他伸手拿起那把剑,轻轻抽出半寸——剑身窄而轻,跟之前那把差不多,但剑柄上新缠了一层细细的蚕丝线,缠得很整齐,每一个结都打得均匀。

白凤握着剑柄,指腹轻轻蹭过那层丝线,触感柔软,像什么人的手指曾认真地一圈一圈绕上去。

他握住剑柄,五指收拢——经脉里那股刺痛翻上来,但比半个月前轻了许多。他握着那把剑,在房间里站了一会儿,然后把它系在腰侧。

他推开门走出去的时候,院子里红莲正在给伤口换药。她听见脚步声抬起头,看见白凤腰侧多了一把剑,愣了一下,然后露出一个带点得意又带点不好意思的笑容:"张良先生送来的?"

白凤:"嗯。"

红莲低头继续缠自己的纱布:"那丝线是他缠的吧?"

白凤没回答,但他站在院子里的姿势,比昨天稳了太多。

他走到红莲身边,低头看了看她正在缠纱布的手,她的手腕上还有鞭痕和镣铐留下的淤青。他沉默了一会儿,然后解开腰侧那把新剑的剑柄缠丝,抽出一缕新的蚕丝线——张良多给他备了一卷,缠在剑鞘内侧。

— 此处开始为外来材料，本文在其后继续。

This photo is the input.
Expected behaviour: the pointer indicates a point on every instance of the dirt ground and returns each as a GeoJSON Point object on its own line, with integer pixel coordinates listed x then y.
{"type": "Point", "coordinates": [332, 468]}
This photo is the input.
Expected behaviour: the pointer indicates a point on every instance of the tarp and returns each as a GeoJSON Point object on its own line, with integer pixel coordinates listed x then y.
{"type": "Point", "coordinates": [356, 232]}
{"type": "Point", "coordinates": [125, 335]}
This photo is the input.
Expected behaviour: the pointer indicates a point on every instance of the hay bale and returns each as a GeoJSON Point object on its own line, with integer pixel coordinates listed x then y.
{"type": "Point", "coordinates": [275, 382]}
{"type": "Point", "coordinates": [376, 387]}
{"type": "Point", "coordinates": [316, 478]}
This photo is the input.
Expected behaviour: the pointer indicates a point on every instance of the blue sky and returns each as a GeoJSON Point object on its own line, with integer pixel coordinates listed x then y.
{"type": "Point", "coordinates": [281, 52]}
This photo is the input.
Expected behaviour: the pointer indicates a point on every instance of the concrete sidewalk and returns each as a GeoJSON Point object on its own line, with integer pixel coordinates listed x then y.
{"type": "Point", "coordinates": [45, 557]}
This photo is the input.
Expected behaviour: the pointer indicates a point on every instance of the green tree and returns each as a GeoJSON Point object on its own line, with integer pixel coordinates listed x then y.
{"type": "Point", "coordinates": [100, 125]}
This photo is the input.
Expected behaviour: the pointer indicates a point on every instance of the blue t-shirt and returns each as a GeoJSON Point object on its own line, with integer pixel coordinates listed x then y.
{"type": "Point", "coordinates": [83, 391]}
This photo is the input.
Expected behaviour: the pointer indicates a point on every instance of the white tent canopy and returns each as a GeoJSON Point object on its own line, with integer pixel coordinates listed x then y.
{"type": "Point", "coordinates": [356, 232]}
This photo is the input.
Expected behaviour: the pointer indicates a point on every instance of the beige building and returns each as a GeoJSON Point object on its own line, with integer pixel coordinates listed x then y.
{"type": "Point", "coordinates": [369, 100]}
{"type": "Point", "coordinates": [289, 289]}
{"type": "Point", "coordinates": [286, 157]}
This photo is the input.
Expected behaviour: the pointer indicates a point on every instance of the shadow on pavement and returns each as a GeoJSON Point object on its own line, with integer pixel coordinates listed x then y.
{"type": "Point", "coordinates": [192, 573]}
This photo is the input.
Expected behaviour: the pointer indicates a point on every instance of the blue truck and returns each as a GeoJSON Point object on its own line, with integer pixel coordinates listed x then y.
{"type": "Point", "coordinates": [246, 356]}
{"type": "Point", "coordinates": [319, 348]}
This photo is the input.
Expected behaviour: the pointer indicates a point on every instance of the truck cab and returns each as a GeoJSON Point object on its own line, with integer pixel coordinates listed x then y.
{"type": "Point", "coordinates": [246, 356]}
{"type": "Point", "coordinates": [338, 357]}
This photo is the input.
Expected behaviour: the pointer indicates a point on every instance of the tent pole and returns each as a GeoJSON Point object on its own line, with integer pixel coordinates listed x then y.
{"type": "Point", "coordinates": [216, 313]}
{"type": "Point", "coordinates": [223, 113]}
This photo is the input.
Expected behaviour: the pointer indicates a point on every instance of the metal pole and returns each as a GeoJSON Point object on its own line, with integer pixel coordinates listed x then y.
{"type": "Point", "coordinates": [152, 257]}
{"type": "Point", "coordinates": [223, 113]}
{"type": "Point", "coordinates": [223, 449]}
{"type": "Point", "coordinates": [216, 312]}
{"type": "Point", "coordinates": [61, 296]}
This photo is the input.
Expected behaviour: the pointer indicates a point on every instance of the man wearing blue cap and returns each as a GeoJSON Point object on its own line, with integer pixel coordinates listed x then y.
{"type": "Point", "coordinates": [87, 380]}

他蹲下来,拿过红莲手里那卷歪歪扭扭的纱布,拆开,重新帮她缠。动作算不上熟练,但每一步都做得认真——就像他之前握剑时学会的每一件事:从别扭到站稳,从疼到不那么疼。

红莲被他缠着纱布,愣愣地看着他垂下去的侧脸,没说话。

白凤缠完了最后一圈,打了个不太好看的结,站起来,语气平淡:"下次换药,找我。"

红莲低头看了看手腕上那个不太好看的结,嘴角翘起来:"……你这个结打得真丑。"

白凤转身走向院子中央,手按在剑柄上,背对着她:"嫌丑自己拆了重打。"

红莲低头摸了摸那个结,嘟囔了一句:"才不拆。"

她站起来,快步跟上他,站到他旁边。两个人站在午后的阳光里,一左一右,肩与肩之间隔着半步的距离。

红莲偏头看他:"今天还练吗?"

白凤握着剑柄,感受掌心里那层柔软的蚕丝线,沉默片刻:"……练。"

红莲咧嘴一笑:"我陪你。"

白凤没有转头看她,但他按在剑柄上的手指,轻轻松了一点点。

院子里重新响起剑刃破风的声音——比半个月前更稳、更厚、更沉。两道身影在午后的光线下交错,偶尔撞出的"铛"声清脆而笃定,像什么东西终于找到了它该在的位置。